The magic seemed to be lacking.
I posted a link to A Charlie Brown Christmas on Facebook earlier today, mostly because I felt that it summed up my mood fairly well. I had no desire to be around anyone…I just wanted to spend Christmas alone this year.
Strange I should say this after making a decision early this morning, and then find myself packing in the space of about five minutes, and then heading out the door (sometime after 4 p.m.) and making a three–hour-plus drive to spend the holidays down south.
There should be snow, I thought. After all, this was Christmas; but unfortunately there was nothing to fulfill this yuletide wish. And as I drove through the windswept hills of southern Utah, the cloudless sky offered nothing in the hopes of a wintery wonderland arrayed in purest white.
I blew out an exasperated breath and gazed at the skyline. The angry sun was burning an evening fire, and the bloodshot cerise made an impressive backdrop to the silhouetted junipers and pinion pines atop the hills I flew by.
I needed this drive. I needed to clear my head and be somewhere ‘not home’ and yet ‘home’ at the same time.
I listened to Christmas music.
As I drove, I thought of those who’d passed on, and as the shadowy twilight shrouded the landscape, the sky above me darkened into an inky azure.
That’s about the time it happened; it was right before Fillmore I saw the snow…loads of it scattered about the landscape on both sides of the interstate…all the way to Paragonah—some 85 miles worth of it.
As a wonderfully familiar Christmas song came on, I saw a star blazing ahead of me on the horizon, though—admittedly—it was probably just the planet Mars. It brought to mind the three wise men that traveled over miles of desert, all in order to catch but a glimpse of the tiny, newborn babe…lying in a manger.
My thoughts were fragmented.
In the darkness about me, the lights of distant towns twinkled like lights on a Christmas tree…filling the space between us
It was as if I were gathering small pieces of Christmas along my journey…
I recalled a conversation I’d had with a student of mine earlier this week. He seemed to think that Christmas was all about the gifts we get. Yet, when I asked him if he’d rather have every gift on his list, yet spend the entire holiday alone, or not to get any of the presents, and have his loved ones and family with him, without hesitation he chose his family.
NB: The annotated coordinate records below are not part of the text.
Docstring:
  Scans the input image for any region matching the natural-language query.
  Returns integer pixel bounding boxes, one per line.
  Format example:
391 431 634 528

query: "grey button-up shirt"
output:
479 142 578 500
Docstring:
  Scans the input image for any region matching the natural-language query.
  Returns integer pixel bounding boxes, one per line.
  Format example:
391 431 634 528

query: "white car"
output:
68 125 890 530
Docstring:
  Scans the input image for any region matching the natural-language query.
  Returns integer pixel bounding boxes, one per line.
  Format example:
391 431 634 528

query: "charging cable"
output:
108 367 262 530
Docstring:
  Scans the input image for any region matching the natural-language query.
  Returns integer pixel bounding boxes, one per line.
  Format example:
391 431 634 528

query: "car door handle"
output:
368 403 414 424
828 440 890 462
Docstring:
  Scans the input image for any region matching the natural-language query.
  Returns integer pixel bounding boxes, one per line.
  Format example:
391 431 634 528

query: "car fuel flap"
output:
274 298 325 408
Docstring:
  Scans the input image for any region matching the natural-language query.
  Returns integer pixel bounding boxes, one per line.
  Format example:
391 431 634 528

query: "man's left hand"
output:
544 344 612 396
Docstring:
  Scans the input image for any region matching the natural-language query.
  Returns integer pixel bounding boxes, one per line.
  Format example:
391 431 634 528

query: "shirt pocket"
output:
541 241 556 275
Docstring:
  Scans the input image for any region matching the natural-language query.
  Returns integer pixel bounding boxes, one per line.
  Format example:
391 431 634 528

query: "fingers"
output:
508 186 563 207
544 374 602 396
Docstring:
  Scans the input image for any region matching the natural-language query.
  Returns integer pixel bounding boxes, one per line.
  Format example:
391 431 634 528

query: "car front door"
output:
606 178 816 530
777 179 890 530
“I think you’re right, Mr. Z,” he’d said afterward. “I guess Christmas really is about the people and not the things.”
I thought of the Thought of the Month I’d written to my students.
I realized that before I’d been far too focused on what Christmas is not, instead of what it is. I recalled the events that spurred me into making the trek down here when I’d formerly decided not to.
It was a photograph…several, actually. It was of a Christmas—and other special times—from two years ago. In the photo I saw some of the people I truly cared about and—at that moment—decided that this is the place where I truly needed to be.
Five or so minutes later I was on the road and on my way.
Somewhere upon my arduous journey, I felt it. I remembered what Christmas was supposed to be.
It was wonderful.
And when I pulled up to the Monk’s house sometime after 7, the lights that garnished the house ignited within me a Spielbergian wonder. I turned off the ignition and slipped into the house—unseen—though the basement door. When I made my grand entrance to the living room upstairs, I was accosted by the Mancub—not yet too cool to show he’d missed me, even though he’s a middle schooler.
As I sat at the kitchen table with these people that I know and love, my mind careened again back to the conversation I’d had with my student. It was then that I realized that this is truly Christmas.
Oh, and just in case you were wondering, Santa did honor Tanner’s request from two years ago for a smaller head…he’s grown into his quite nicely.